2. More projects using a real-time music or hybrid streamed/real-time music approach – projects that push ‘procedural music’. 

3.Getting further away from ‘gamey’ sound by bending rules, increasing complexity to the point that the ear can no longer decipher what’s going on technically, and creating asymmetry. This will reduce decisions based on game logic and make them more active instead. 

4. More stepping away from the screen. Creative ideas don’t necessarily happen when you’re sat in front of a computer. They happen when the routine is broken and you ‘forget’ about work.

5. More custom tools to give external sound designers full control over all aspects of adding and testing sound in-game. Plus, more middleware or tools designed specifically for games’ non-linear processes and pipelines – especially for dialogues. 

6.Engines supplied with more advanced audio features ‘out of the box’, rather than a bare integration.

7. Generally, more processing in middleware – with greater plug-in choice.

8. Better sound design/game audio workflow support in DAWs. One example is integrated tools for generating sound variants, taking composite chunks of sound design and making them reusable within a session while keeping the source ‘live’, rather than having to repeatedly bounce things down, pull into a sampler and so on, with all the attendant clunkiness in terms of making changes to earlier stages. Even with simple stuff like naming and export workflows, game dev requirements are very different to those of linear audio folks.

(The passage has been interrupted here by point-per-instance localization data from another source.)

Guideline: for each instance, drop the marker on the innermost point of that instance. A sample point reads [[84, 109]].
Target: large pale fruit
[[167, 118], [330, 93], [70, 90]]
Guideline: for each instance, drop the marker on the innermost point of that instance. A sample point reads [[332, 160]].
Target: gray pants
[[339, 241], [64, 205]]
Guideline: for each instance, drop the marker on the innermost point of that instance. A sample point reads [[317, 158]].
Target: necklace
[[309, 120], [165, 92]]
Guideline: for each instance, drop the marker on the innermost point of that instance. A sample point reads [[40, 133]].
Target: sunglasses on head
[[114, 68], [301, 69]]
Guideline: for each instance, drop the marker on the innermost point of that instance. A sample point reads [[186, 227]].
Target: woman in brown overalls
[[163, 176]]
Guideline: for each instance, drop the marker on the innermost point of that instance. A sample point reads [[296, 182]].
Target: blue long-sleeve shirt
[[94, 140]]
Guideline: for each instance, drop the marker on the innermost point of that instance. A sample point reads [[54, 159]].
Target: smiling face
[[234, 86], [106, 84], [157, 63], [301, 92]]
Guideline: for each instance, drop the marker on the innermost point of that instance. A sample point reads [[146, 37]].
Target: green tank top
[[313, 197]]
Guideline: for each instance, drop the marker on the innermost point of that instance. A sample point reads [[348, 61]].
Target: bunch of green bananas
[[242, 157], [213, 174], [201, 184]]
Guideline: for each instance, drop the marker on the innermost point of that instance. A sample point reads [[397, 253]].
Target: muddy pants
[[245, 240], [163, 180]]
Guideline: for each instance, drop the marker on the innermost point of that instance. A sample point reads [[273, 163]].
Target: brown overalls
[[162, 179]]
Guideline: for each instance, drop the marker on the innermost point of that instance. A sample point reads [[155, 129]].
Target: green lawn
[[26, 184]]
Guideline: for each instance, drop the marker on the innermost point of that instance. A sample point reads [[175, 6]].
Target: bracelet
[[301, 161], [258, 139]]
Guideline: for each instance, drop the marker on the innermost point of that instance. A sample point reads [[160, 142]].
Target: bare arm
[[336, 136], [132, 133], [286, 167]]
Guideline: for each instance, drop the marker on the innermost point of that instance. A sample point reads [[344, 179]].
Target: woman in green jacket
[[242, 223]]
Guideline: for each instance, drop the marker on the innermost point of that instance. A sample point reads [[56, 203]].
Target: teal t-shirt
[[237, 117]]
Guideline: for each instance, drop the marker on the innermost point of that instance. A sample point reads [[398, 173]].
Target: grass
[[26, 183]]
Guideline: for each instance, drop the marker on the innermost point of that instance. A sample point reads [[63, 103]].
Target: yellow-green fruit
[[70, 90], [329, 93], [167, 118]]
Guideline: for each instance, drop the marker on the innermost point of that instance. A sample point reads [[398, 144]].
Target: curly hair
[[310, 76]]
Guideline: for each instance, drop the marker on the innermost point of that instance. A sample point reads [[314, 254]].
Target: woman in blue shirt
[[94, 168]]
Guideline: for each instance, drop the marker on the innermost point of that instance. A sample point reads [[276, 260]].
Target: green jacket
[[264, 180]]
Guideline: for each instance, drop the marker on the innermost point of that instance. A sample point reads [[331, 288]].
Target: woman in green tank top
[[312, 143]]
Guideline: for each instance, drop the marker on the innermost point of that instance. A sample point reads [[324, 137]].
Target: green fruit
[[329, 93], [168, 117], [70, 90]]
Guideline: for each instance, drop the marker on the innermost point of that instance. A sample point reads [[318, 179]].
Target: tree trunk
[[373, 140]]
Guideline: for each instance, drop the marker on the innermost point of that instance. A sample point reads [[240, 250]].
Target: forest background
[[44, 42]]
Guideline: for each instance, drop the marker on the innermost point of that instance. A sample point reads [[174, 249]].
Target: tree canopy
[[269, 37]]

9. Much better DAW and middleware integration, plus tools that integrate sound design and implementation further. There have only been some first baby steps in that direction so far. Just like how ProTools works in films – sound design and ‘implementation’ (sync to image) go hand-in-hand. Current middleware generally still relies on ‘assets’ or sound effects to be created externally.

10. Smarter tools that know what you want to do with the audio file you’ve just imported. The sonic characteristics of a sound can usually give away its intended use. In an ideal world, no-one should have to go through multiple steps in order to get content into a game.

11.Universal adherence to loudness standards across all titles and platforms – TRCs and even runtime enforcement.

12.More cross-disciplinary collaboration. Collaboration is the key to everything, so choose your teammates wisely. 

13.That we don’t move to a fully subscription-based model for all audio creation software – managing a ton of licences for an in-house team is painful. 

14.More women working in audio and the games industry, from management to creative design to programming.

15.More focus on the creative side of development. More games that are fun and innovative creatively – not just games that show off the new tech. A cool idea coming first, then using the technology as a means to achieve it – rather than fitting a game around some technology.

16.Sound involved from the beginning of a project, influencing all parts of the game – even the game tech. Plus, a proper post-production period as with film – it’s still the dream.